When I was growing up, I went to this thing called Sunday School. I was always a little put out about the name, as the content had absolutely nothing to do with the actual day of the week. We didn’t call the school I was attending each day of the week “Weekday school” – and so I thought it was a silly idea to call something Sunday school if we weren’t going to talk about Sundays at all. I’m crazy, I know – thanks for indulging me.
What we DID talk about though, were stories from the Bible. Adam & Eve, Moses and the exodus from Egypt, Noah and the Ark, Samson and Delilah, David and Goliath, Daniel and a den of lions – we hit all the major ones and more. It wasn’t the first time I had heard these stories, as my parents had been sharing them with me basically since I was born, but it might have been the first time that I was able to understand some of them, and have a conversation with other people about the events that they entail. It was a learning experience, and one I am grateful for.
Imagine my surprise however, when, upon becoming old enough and interested enough to read the stories for myself – I realized that my Sunday School teachers had left out some of the best parts! For instance, in the story of Noah and the ark, no Sunday school teacher had ever bothered to read to me the part, where after landing the ark and celebrating with his family – Noah proceeds to drink too much and lay “uncovered” in his tent for all the world, including his children, to see. When sharing with me the story of Moses and his leading God’s people out of Egypt – not one time had anyone informed me that Moses had actually killed a guy before he left Egypt the FIRST time. And Daniel and the lions den, well did you know that the ENTIRE families of those responsible for Daniel’s being tossed down there actually wound up being thrown in after he got out? No? I didn’t either.
Now I understand that, we were young, and my teachers were probably informed to keep the whole thing PG. It makes sense – you don’t want to traumatize young children with the ideas of death and depravity. But with that said, I believe there does come a point at which the WHOLE story should be told. After all it did make it into the Bible – and I think there’s a reason.
Just for arguments sake, let’s use the story of Moses. Saved by God at birth, rescued by the Pharaoh’s daughter, Moses lives a life of privilege.
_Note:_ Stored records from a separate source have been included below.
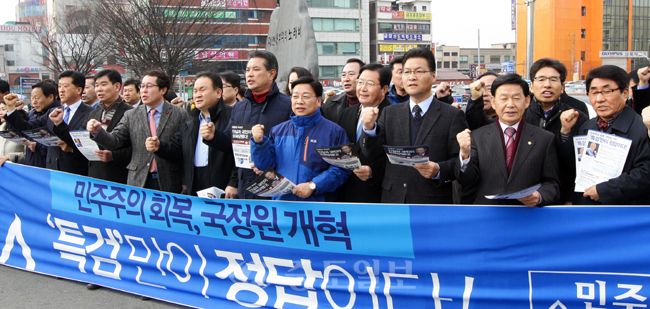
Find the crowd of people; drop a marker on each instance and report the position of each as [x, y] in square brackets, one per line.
[511, 135]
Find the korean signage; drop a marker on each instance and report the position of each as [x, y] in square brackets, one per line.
[402, 37]
[623, 54]
[213, 253]
[218, 54]
[416, 15]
Eventually he “leaves” Egypt and becomes a shepherd, only to be greeted by God in an unconsumed burning bush, and instructed to go back to Egypt and ask Pharaoh to “let his people go.” Now sure, as a kid, I understood the fear one would have to conquer to walk into the home of the most powerful person around, and ask them to do something that they didn’t want to. I asked my parents and teachers for things all the time, and was often afraid that they would be less than agreeable. Conquering your fear is an important thing to teach kids, and I’m sure this story has helped more than its fair share.
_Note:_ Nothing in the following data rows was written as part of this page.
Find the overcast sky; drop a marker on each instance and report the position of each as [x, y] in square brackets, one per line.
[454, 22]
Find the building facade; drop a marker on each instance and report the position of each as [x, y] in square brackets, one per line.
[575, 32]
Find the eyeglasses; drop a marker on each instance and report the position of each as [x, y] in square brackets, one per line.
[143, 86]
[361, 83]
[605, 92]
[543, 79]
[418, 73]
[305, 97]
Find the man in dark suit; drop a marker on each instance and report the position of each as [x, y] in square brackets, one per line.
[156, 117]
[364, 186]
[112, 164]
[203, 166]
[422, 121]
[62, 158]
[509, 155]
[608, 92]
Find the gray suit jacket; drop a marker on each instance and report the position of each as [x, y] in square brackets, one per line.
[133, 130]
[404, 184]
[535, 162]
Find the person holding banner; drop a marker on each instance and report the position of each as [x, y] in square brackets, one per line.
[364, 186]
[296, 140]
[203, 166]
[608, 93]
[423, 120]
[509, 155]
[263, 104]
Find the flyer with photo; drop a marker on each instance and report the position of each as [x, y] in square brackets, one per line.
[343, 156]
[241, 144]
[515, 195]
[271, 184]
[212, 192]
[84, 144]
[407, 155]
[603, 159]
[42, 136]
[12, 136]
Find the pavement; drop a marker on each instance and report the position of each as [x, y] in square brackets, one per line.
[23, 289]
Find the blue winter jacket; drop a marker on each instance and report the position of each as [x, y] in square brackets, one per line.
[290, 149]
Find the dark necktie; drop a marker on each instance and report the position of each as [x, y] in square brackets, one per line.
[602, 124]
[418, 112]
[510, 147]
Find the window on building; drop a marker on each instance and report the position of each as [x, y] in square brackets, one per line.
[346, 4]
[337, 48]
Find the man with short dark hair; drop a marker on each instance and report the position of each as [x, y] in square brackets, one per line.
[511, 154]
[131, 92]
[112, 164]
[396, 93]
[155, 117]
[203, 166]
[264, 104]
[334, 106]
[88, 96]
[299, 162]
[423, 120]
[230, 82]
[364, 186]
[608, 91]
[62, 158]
But the older we get, the more complex our emotions become – if you need proof, just watch the movie Inside Out. Some of those fairly complex emotions that Middle and High School students are just starting to deal with are things like; lack of self-esteem, regret, guilt and shame. Wouldn’t you know it, these are, I think, the same emotions Moses is dealing with when that fiery bush beckons him back to Egypt. He feels guilty. He is ashamed of what he had done. He doesn’t believe that God would EVER want to use someone like him to accomplish His plans or purposes. And so, at first, he says no. No God, not me. You don’t know what I’ve done. You don’t know who I really am. You should probably send someone else. Haven’t you ever felt that way? Under qualified and unprepared? I think we all have.
That’s what makes God’s choice and insistence of using Moses so incredible and inspiring. Turns out God DOES know Moses’ past and his misgivings, and He chooses to use Him anyway. In fact, He basically says that it makes Moses the perfect person to go, because, while the people and Pharaoh won’t expect or accept anything from HIM, they will be able to see that all the impressive things that follow are directly from an all-powerful God. His failures allow God to be featured. Don’t you think that’s a part of the story our teenagers need to hear? Don’t you think it’s something most ADULTS could use as well? My history in ministry tells me the answer is a resounding, YES.
So what I am REALLY advocating here? Am I making a plea to endanger the innocence of young children, with all the gory details of Scripture? No, I am not. I have a six year old son, who I will attempt to keep as pure and undefiled as I can for a VERY long time. But what I am asking is, can’t we (the collective of God’s church) do better? Can’t we have a plan to, and make a point of, revisiting these stories and beginning to include the details as they become more appropriate? Will it take more work? Sure. Will it sully the name of some of our “heroes” from Sunday school days. Absolutely. But it will also make God’s Word living and alive to an entirely different audience in a more complete and relevant way. It will give them the WHOLE story and allow them to see, that the people God used back then, aren’t really any different than the people He wants to use right now.
When I turned 12, my church handed me a Bible during a service and “graduated” me from Sunday School. It was a valiant effort at being nice. What I wish they would’ve done, and what many people in my life eventually did, was sit me down, and fill me in on the whole story. God’s story. That’s the story that changed my life. It’s the story I’ve read and re-read for years. It’s the story I’ve dedicated my life to telling. My hope is that in telling it to you – God might just use His story to show you He can use you too.